As I am wondering why the idea of philosophical health became articulable anew with and after Nietzsche, I cannot resist thinking about an overarching epochalism that might explain why philosophy as been rediscovered in the last century as a set of tools towards a better life, as emphasised by Pierre Hadot himself. Perhaps this is because since the “death of [the christian] god” proclaimed by Nietzsche, the long lasting contempt for the physical body has been replaced (including by Freud) by a rediscovery of the body as part of the self and participating in the meaning of our presence in the world. Emotions that were considered somewhat pathological in the Christian worldview, such as desire, will or triumph, were liberated by the loosening of religious morals and the advent of what one might call techno-paganism. The industrial revolution allowed so much confort that a religion of sadness and contempt for the earth was not adequate anymore. Interestingly, the fact that we now live in industrial over-abundance might explain the need for stoicism and other forms of askesis, as explained a bit pompously and confusedly in Sloterdijk’s book You Must Change Your Life.

This points to the suggestion of a paradigm shift, from a civilisation of necessity to a civilisation of possibility. This is a reductionist intuition about our times, but it seems plausible. Readers of Nietzsche call this perspectivism.

What I call crealectics is such a philosophy of possibility and actualisation. If the Real is seen as a Creal, a flux of infinite possibilities of which only a fraction will be actualised hic et nunc, and perhaps some never actualised by humanity because they are beyond our cognitive or emotional reach, then our individual and social presence in the world can be understood not only as the unfolding of a predetermined destiny (which may work as a retroactive narrative), but also as a co-creative network of decisions, acts, self-determination and axiomatic choices. This is in part what Nietzsche meant by will-to-power: a will to conquering actualisations in a universe that may be an agonistic chaos of Dionysian possibilities in search for Apollonian unification (and vice versa). This waltz between the Multiple and the One is also a theme in Plotinus.

The more we accept that there may be different possible forms of living among humans, but not all of them capable of thriving given the play of agonistic pluralism, the more philosophy will become a meditation not only on what is and why it is that way, but also on what could be, and how to manifest and experience a good life. Marx himself played a role here with his infamous stance: “The philosophers have only interpreted the world, in various ways. The point, however, is to change it.”
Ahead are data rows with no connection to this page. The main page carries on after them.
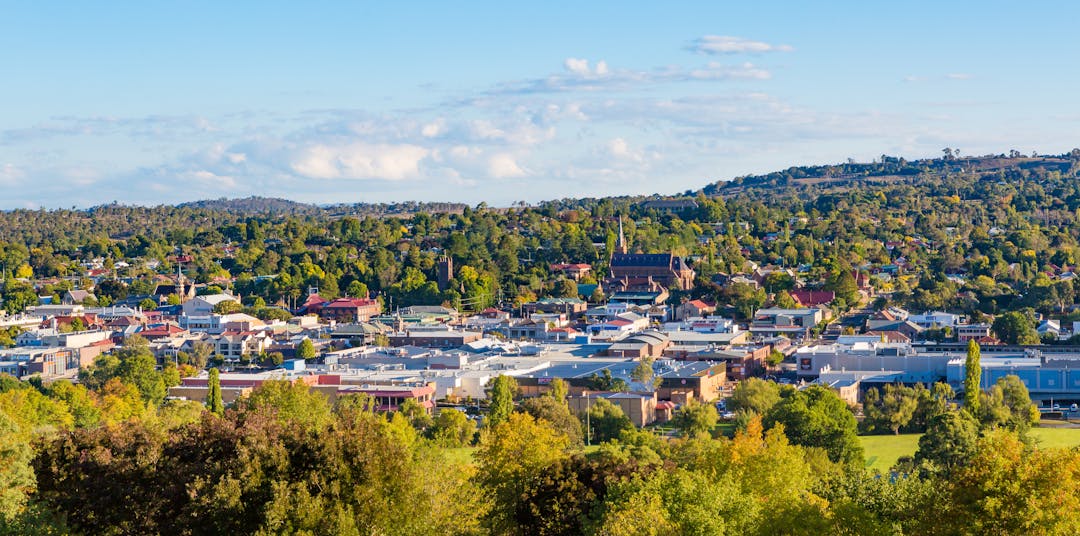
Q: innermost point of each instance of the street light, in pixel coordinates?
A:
(589, 426)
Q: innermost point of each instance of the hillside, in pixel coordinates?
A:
(253, 204)
(898, 170)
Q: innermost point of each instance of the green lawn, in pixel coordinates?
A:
(881, 452)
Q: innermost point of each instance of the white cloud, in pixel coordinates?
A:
(577, 66)
(731, 44)
(580, 77)
(360, 161)
(433, 129)
(718, 71)
(504, 165)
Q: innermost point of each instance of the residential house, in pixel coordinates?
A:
(350, 310)
(575, 271)
(201, 306)
(791, 322)
(77, 296)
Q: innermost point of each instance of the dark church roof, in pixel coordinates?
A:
(657, 259)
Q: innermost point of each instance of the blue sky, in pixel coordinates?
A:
(339, 102)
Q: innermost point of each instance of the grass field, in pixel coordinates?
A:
(881, 452)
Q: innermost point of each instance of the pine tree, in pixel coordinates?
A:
(214, 394)
(502, 400)
(972, 378)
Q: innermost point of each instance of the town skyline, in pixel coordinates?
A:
(150, 105)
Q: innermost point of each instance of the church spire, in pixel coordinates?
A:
(622, 239)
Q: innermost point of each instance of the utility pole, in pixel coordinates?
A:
(589, 425)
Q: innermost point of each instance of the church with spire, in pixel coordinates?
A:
(646, 271)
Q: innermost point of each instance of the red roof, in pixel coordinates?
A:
(162, 331)
(811, 298)
(348, 304)
(578, 266)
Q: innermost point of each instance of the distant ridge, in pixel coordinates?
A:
(253, 204)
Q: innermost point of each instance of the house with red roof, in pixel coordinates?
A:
(350, 310)
(693, 308)
(575, 271)
(807, 297)
(162, 331)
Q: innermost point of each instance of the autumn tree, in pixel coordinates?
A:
(972, 378)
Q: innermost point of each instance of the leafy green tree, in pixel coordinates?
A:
(949, 440)
(503, 390)
(138, 367)
(972, 378)
(416, 414)
(566, 289)
(815, 416)
(1007, 487)
(79, 401)
(306, 350)
(1008, 404)
(784, 300)
(228, 307)
(214, 403)
(604, 382)
(512, 453)
(645, 374)
(931, 403)
(559, 389)
(289, 402)
(755, 396)
(606, 420)
(694, 418)
(453, 429)
(16, 478)
(1015, 327)
(556, 413)
(890, 409)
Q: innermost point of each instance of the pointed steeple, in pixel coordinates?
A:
(622, 239)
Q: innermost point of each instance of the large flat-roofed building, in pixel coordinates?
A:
(640, 407)
(434, 338)
(686, 380)
(791, 322)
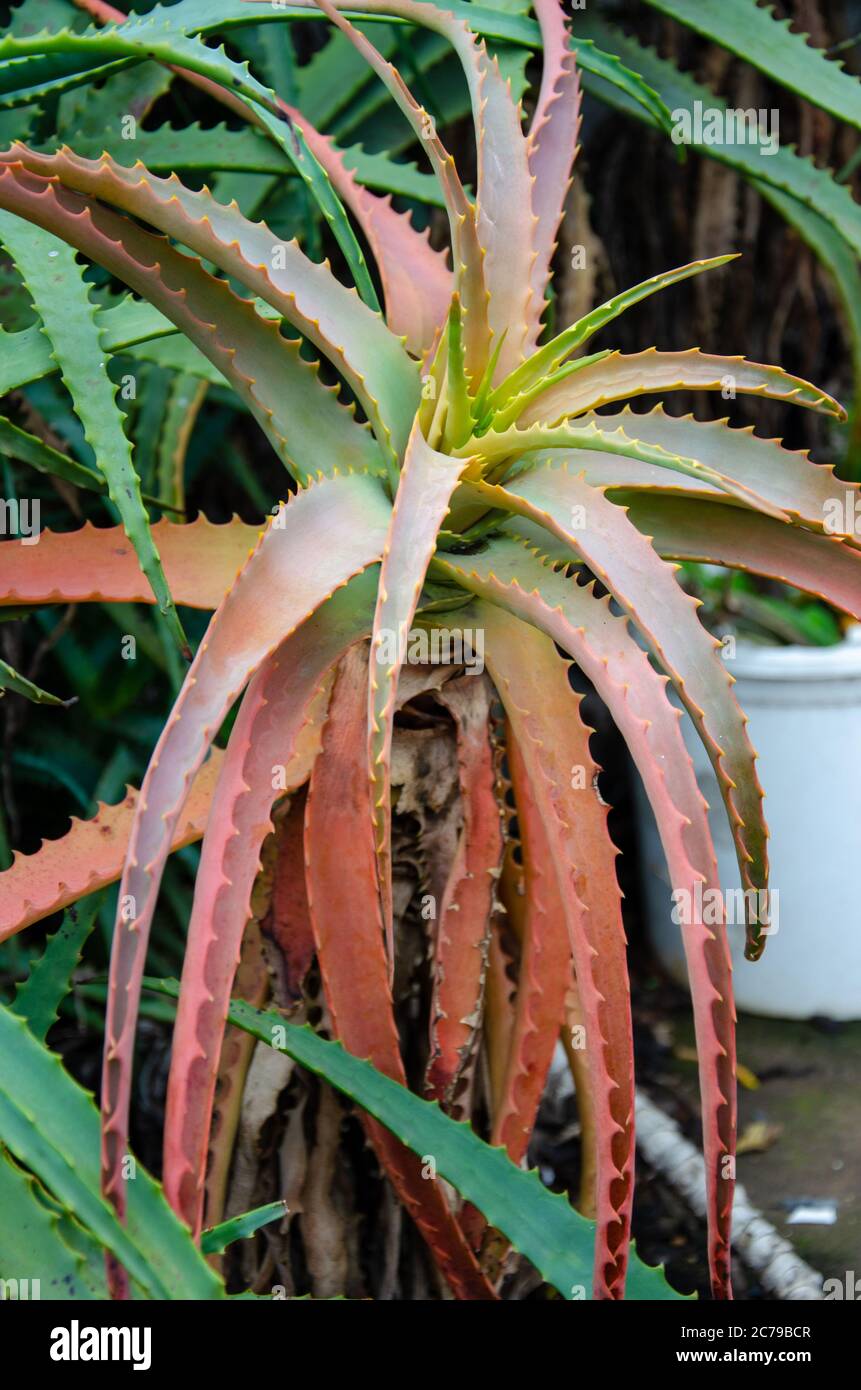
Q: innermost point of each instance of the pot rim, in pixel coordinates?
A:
(799, 663)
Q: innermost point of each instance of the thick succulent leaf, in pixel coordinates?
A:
(415, 302)
(238, 1228)
(270, 752)
(98, 563)
(644, 585)
(683, 528)
(32, 1243)
(424, 491)
(536, 913)
(28, 448)
(43, 63)
(586, 627)
(27, 356)
(552, 148)
(251, 984)
(465, 913)
(330, 314)
(622, 375)
(540, 1223)
(507, 444)
(504, 181)
(552, 742)
(18, 684)
(416, 280)
(246, 150)
(61, 298)
(39, 997)
(551, 356)
(60, 1146)
(217, 15)
(266, 369)
(466, 249)
(348, 929)
(326, 535)
(761, 38)
(783, 478)
(89, 855)
(783, 170)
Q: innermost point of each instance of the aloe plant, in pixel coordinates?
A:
(477, 483)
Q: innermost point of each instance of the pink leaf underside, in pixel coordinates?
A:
(89, 855)
(468, 904)
(99, 563)
(504, 181)
(416, 280)
(330, 314)
(466, 250)
(316, 544)
(622, 375)
(348, 929)
(251, 352)
(264, 759)
(251, 984)
(646, 588)
(545, 970)
(287, 922)
(783, 478)
(552, 146)
(683, 528)
(552, 744)
(513, 577)
(424, 491)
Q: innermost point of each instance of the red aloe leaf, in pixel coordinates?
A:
(305, 292)
(466, 911)
(644, 585)
(552, 744)
(263, 367)
(586, 627)
(267, 755)
(348, 929)
(89, 855)
(786, 478)
(424, 491)
(545, 961)
(466, 249)
(552, 146)
(200, 562)
(682, 528)
(416, 280)
(252, 984)
(315, 545)
(504, 182)
(287, 922)
(621, 375)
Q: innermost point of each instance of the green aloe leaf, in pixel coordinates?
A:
(785, 170)
(758, 36)
(11, 680)
(39, 997)
(63, 302)
(36, 1243)
(52, 1126)
(219, 1237)
(540, 1223)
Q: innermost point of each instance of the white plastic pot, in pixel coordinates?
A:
(804, 708)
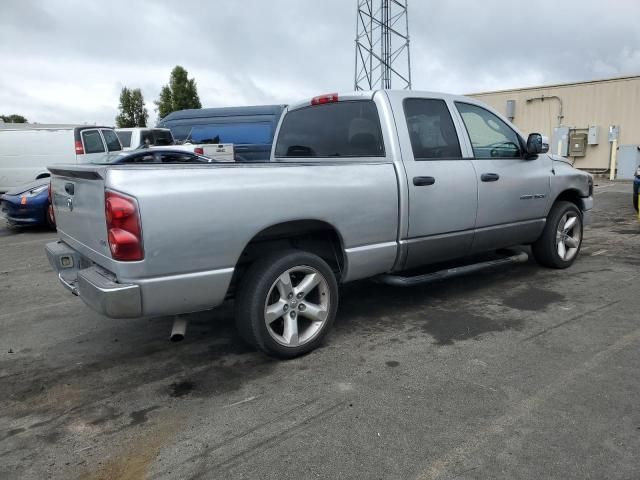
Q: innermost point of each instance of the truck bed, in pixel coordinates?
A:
(197, 219)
The discovery of the poietic sea of possibility might produce two kinds of reaction among humans. The first and most popular is a kind of stoicism or buddhism that claims something like “life is too complicated, painful and chaotic, let us rejoice with the little we can control and accept our vulnerability.” The second, more Nietzschean and more difficult is to try and tame the chaos, and become a master of Creal. The first might shrink and rigidify the soul, while the second might shape the world and take responsibility. Yet, the second might become a form of hubris, while the second might manifest a form of respect or gratitude for life in all its aspects.

It is symptomatic that most people without a philosophical education who today rediscover that philosophy may help them be more satisfied with their lives, begin by reading some book about stoicism or buddhism, sometimes sold as the philosophy of acceptance of our fragility. It is my view that philosophical counseling and philosophy as care must not overlook Nietzsche’s dangerous idea of “great health”, one that does not shy away from our power to actualise what we desire and therefore to reflect philosophically on what we really desire, a risky power which may or may not come with great responsibility.